# WNBA 2008 season predictions thread



## Krstic All-Star (Mar 9, 2005)

Any and all predictions welcomed, from Rookie of the Year to eventual Champion. 

I'll go with the relatively safe bet, Candace Parker as RoY - though Sylvia Fowles could challenge.


----------



## afroaries (Apr 26, 2008)

RoY? There is only one candidate! Big Syl of Chicago! Sylvia Fowles will be the most dominant female to play in the WNBA for a long time! Trust me!


----------



## sMaK (Jun 13, 2002)

I'll be rooting for Fowles, no doubt. She's from Miami.


----------



## Rids (Dec 5, 2006)

It should be a great season. Atlanta will be competitive even as an expansion team. Not saying win the conference but wouldn't be surprised to see them push for a playoff berth.


----------



## CbobbyB (Feb 16, 2006)

Seattle Storm- 2008 WNBA Champions


----------



## Krstic All-Star (Mar 9, 2005)

afroaries said:


> RoY? There is only one candidate! Big Syl of Chicago! Sylvia Fowles will be the most dominant female to play in the WNBA for a long time! Trust me!

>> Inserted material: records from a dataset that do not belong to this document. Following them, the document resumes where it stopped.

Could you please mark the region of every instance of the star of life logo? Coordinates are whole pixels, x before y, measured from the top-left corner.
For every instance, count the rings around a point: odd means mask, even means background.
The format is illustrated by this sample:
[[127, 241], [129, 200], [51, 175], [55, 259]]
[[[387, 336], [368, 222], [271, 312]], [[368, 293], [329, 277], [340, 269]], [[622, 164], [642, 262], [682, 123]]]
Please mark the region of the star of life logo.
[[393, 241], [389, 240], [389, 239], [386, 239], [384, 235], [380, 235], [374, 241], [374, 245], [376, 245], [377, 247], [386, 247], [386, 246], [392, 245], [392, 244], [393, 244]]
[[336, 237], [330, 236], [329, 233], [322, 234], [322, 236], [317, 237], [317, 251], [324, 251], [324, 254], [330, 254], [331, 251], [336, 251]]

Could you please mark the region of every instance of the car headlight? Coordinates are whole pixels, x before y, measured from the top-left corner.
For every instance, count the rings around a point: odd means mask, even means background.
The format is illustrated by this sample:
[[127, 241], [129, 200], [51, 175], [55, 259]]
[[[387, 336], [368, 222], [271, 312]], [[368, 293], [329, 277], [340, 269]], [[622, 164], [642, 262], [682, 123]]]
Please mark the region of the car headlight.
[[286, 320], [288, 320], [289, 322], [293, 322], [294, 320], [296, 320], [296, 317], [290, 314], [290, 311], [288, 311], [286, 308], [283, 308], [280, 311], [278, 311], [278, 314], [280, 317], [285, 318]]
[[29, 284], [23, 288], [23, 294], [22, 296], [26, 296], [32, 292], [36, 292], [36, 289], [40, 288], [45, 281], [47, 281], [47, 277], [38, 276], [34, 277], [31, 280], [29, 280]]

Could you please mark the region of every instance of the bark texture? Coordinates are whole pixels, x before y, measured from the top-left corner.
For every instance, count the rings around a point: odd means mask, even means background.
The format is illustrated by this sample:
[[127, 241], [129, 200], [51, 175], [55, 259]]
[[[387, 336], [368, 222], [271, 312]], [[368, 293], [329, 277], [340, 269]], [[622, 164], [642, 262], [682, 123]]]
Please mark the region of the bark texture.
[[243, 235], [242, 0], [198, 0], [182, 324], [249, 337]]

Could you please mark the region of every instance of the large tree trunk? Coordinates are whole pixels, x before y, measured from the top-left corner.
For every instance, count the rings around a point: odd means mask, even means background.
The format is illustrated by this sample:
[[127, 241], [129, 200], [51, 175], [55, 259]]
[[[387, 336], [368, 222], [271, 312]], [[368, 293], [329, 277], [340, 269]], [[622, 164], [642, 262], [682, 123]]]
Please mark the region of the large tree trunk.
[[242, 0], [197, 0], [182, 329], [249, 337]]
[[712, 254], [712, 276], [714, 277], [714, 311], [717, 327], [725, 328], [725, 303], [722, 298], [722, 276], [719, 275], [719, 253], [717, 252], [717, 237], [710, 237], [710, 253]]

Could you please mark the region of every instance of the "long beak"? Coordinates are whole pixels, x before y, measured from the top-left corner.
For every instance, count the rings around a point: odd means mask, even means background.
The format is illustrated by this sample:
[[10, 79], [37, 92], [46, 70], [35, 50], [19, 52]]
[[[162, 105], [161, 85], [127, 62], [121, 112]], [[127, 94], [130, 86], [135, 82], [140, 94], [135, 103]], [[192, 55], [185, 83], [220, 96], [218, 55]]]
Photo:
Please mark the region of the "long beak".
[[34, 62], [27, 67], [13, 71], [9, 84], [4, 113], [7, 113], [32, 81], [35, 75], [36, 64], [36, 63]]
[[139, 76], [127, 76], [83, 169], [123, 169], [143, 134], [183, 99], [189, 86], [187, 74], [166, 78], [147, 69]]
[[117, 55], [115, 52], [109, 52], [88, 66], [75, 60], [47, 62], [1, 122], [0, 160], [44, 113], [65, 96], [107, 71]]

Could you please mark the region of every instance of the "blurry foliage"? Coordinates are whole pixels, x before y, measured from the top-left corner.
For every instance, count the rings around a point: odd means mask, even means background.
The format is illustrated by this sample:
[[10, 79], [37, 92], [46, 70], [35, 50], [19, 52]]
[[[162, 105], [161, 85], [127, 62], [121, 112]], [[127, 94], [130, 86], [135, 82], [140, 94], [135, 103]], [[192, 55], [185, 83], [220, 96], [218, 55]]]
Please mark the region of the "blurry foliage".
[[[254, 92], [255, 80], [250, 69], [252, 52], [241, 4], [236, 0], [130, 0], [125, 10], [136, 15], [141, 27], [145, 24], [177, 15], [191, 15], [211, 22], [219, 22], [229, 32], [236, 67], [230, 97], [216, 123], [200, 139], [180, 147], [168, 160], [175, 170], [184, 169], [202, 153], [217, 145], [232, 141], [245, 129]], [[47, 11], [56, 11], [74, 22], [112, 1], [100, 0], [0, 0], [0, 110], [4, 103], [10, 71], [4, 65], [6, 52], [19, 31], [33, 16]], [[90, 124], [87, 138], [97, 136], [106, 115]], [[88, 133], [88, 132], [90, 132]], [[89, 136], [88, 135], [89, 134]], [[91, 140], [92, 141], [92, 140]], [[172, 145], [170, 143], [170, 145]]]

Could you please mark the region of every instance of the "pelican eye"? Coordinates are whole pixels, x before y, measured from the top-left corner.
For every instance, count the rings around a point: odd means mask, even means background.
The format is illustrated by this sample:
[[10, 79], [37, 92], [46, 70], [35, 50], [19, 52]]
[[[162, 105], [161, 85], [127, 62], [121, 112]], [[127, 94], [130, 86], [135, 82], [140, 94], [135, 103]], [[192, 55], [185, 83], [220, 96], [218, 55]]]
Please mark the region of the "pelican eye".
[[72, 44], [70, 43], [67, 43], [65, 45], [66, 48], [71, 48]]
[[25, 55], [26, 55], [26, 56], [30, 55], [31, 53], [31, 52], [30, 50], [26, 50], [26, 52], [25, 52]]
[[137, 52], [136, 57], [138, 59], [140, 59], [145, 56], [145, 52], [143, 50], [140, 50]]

Welcome to the site! Looks like there a few huge Fowles fans out there. I can't wait for her first head-to-head with Parker as a pro myself.


----------



## Krstic All-Star (Mar 9, 2005)

I keep hoping for the Liberty to turn a corner...


----------



## Rids (Dec 5, 2006)

Pre-season is here. Anybody got more predictions on the season?


----------



## Krstic All-Star (Mar 9, 2005)

I'm waiting until after a few preseason games are in the books before making any predictions. My crystal ball has been awful.


----------